A new compound could lead to a breakthrough in the search for high performance computing techniques. Steve Liddle, an expert in molecular depleted uranium chemistry, has created a new molecule containing two Uranium atoms which, if kept at a very low temperature, will maintain its magnetism. This type of single-molecule magnet (SMM) has the potential to increase data storage capacity by many hundreds, even thousands of times — as a result huge volumes of data could be stored in tiny places.

Liddle, a Royal Society University Research Fellow and Reader in the University of Nottingham’s School of Chemistry, has received numerous accolades for his ground-breaking research. His latest discovery has been published in the journal Nature Chemistry.

Liddle said: “This work is exciting because it suggests a new way of generating SMM behavior and it shines a light on poorly understood uranium phenomena. It could help point the way to making scientific advances with more technologically amenable metals, such as the lanthanides. The challenge now is to see if we can build bigger clusters to improve the blocking temperatures and apply this more generally.

Computer hard discs are made up of magnetic material which record digital signals. The smaller you can make these tiny magnets, the more information you can store.

Although it may have somewhat negative PR, it seems depleted Uranium — a by-product from uranium enrichment and of no use in nuclear applications because the radioactive component has been removed — could now hold some of the key to their research. Liddle has shown that, by linking more than one uranium atom together via a bridging toluene molecule, SMM behavior is exhibited.

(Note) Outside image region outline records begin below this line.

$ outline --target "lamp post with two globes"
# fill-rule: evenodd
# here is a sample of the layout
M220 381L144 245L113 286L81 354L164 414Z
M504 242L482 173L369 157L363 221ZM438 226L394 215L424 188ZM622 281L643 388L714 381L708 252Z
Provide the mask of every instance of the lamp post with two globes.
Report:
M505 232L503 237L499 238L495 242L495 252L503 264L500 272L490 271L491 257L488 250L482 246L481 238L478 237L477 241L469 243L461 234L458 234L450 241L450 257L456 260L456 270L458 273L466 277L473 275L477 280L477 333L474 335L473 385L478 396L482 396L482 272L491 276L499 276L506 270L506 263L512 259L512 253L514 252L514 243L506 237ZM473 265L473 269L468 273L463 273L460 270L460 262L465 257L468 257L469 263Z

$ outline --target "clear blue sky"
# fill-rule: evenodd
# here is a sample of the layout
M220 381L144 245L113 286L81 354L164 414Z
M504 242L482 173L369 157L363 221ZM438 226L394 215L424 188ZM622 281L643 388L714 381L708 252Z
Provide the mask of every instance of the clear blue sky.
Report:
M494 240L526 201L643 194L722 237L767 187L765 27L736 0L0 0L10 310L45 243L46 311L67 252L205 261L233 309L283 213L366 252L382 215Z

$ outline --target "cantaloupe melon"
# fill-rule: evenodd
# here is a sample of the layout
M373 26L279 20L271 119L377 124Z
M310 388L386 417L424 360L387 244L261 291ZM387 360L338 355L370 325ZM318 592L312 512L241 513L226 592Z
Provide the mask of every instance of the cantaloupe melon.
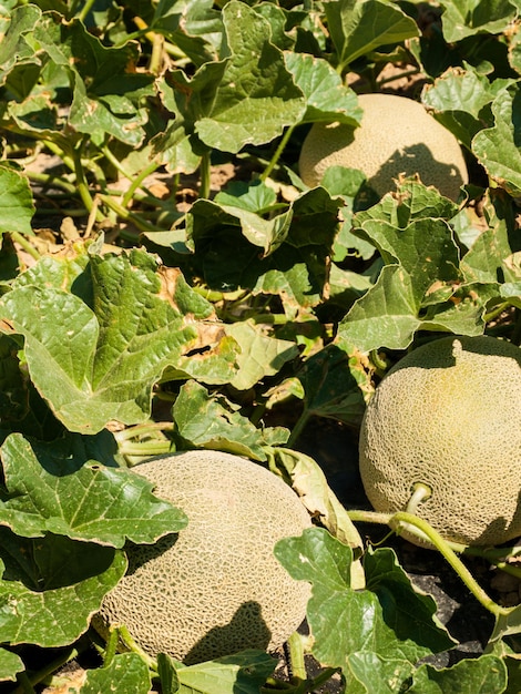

He said: “At this stage it is too early to say where this research might lead, but single-molecule magnets have been the subject of intense study because of their potential applications to make a step change in data storage capacity and realize high performance computing techniques such as quantum information processing and spintronics.”

Liddle said: “The inherent properties of uranium place it between popularly researched transition and lanthanide metals, and this means it has the best of both worlds. It is, therefore, an attractive candidate for SMM chemistry, but this has never been realized in polymetallic systems, which is necessary to make them work at room temperature.”

Liddle’s work has attracted international interest. He recently won a prestigious €1m European Research Council Grant to study speculative and ground-breaking research into molecular depleted uranium chemistry. His research already has been highlighted in the media by Chemistry World, Chemical and Engineering News, Chemistry in Australia, and The Sunday Times Magazine. Liddle has obtained several previous grants related to this work, including from the EPSRC and the Royal Society, and he was invited to speak at the International Chemical Congress of Pacific Basin Societies in 2010.

Liddle is also a regular contributor to the School of Chemistry’s award-winning Periodic Table of Videos — www.periodicvideos.com. The Web site, created by Brady Haran, the University’s film maker in residence, won the 2008 IChemE Petronas Award for excellence in education and training.